Here is what Cranmer wrote in Article VI “Of the Sufficiency of the holy Scriptures for Salvation:”

“Holy Scripture containeth all things necessary to salvation; so that whatsoever is not read thereon, nor may be proved thereby, is not to be required of any man, that it should be believed as an article of the Faith, or be though requisite or necessary to salvation.”

Here it is clear! Scripture is authoritative precisely because of what it contains – the unique message of salvation, which is not found anywhere else.

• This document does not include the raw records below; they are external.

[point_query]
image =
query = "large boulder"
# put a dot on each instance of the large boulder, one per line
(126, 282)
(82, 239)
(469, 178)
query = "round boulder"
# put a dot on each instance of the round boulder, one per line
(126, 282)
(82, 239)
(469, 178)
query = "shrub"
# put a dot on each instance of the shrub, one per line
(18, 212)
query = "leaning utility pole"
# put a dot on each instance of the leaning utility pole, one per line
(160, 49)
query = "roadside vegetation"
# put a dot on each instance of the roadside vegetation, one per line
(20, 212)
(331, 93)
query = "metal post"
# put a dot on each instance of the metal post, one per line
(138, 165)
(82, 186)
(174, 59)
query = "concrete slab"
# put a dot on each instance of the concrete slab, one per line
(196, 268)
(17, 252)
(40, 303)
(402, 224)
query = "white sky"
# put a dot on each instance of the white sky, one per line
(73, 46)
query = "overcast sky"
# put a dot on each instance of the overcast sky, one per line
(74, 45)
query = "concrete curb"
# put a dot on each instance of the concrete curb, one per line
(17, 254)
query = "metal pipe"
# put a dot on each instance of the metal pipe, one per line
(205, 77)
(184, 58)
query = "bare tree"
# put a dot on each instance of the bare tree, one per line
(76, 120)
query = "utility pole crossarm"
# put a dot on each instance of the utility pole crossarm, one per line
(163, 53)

Now today most of us – due to our education, the use of modern prayer books and teaching from those educated in modern seminaries – cannot think of the Bible (one canon with two testaments) as standing alone by itself as a objective gift from God. We want to think of it as only being authoritative when we (as academics or parish clergy or preachers or lay leaders) relate to it through a particular way or means of studying, interpreting and understanding it. There is much talk of hermeneutics, the science of interpretation, at all levels in churches these days. This felt need for a connection to or an approach towards the Bible before it can be word of God for us is common to conservatives and liberals, evangelicals and high churchmen, feminists and “gays” – most of us in fact. This is so even if it is in the apparently simple sense (at the ladies coffee morning bible study) of “beginning where we are” (a phrase that contains much, too much to be explored here!).

Now in saying that the African bishops seem to join Cranmer in being pre-modern, I am not suggesting that they are less intelligent than American bishops or for that matter Asian bishops. Rather I am saying that they still have this sense that the Bible is objectively the gift of God, is a unity and is supremely the authority for the Church for it is God’s word written. First, it is to be read prayerfully and submissively daily & weekly within the disciplined prayer-life of the Church; and in this the power of its narrative and content have to be allowed to make their impact.

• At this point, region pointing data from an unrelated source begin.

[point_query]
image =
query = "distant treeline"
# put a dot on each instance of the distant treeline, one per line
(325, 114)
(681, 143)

Out of this way of relating to God and his Word written these bishops quote and cite Scripture as God’s word today and then are surprised that many in the West cannot follow them or even appreciate what they say. This is usually because their fellow Anglicans in the West feel the need for a mindset, a means, a theory, or even a complex therapeutic need by which to approach and then read the Bible. They shy away from this immediacy of relation.

This presence of a mindset is seen clearly in the recent book from the ECUSA National Office, To Set Our Hope on Christ, written by a team gathered by the Presiding Bishop to defend and commend the practice of covenanted same-sex unions. The Bible is only Word of God here when it produces the novel doctrines that the team holds to be true for them. Regrettably, this general mindset is also seen in the approach brought to Scripture by the so-called “orthodox” when they find there justification for such innovations as the ordaining of women as pastors of Christ’s flock and the blessing of second and third marriages of divorcees. The “orthodox” come to the Scriptures out of the pervasive rights culture and as this is their mindset as they read the Bible so they find ways of hearing the Bible agree with them – and behold, the Scriptures approve women clergy and remarriage of all divorcees in church.

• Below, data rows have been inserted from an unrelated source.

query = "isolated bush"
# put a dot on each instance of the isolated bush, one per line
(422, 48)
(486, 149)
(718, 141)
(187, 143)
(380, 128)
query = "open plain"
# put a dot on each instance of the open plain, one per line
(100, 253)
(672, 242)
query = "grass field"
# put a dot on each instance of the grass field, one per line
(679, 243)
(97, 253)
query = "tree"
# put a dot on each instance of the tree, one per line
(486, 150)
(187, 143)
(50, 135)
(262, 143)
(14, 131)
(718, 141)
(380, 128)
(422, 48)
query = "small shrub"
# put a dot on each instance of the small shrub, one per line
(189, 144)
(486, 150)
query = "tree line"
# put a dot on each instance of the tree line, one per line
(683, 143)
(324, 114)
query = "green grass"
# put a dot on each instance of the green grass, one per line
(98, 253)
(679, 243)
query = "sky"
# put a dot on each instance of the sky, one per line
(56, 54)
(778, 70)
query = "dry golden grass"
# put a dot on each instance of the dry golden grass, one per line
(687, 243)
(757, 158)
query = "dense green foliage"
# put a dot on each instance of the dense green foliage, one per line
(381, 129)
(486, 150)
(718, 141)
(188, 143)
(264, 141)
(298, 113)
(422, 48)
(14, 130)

Now of course there are some African bishops who have developed the modern way of relating to the Bible for many of them have attended western seminaries and universities. Thus they display the same characteristics as their western brethren. No doubt their number will increase as western values permeate Africa.

But back to Cranmer and to the Articles of Religion VI to VIII ( and see also the wonderful sermon on Scripture, written by Cranmer, in the First Book of Homilies). May I suggest that as Anglicans we should consider the recovering of the reformed catholic way of relating to God through Scripture – the daily reading of the OT and NT with the Psalms and Canticles in the daily Offices [ but PLEASE in a sound translation!]. Let the Word of God be the Word of God objectively to us and let its content be transferred to our souls. Let us not seek to control it by our subjectivity, that is via our chosen means of approaching it in order to interpret it! Let the Scriptures be the Word of God!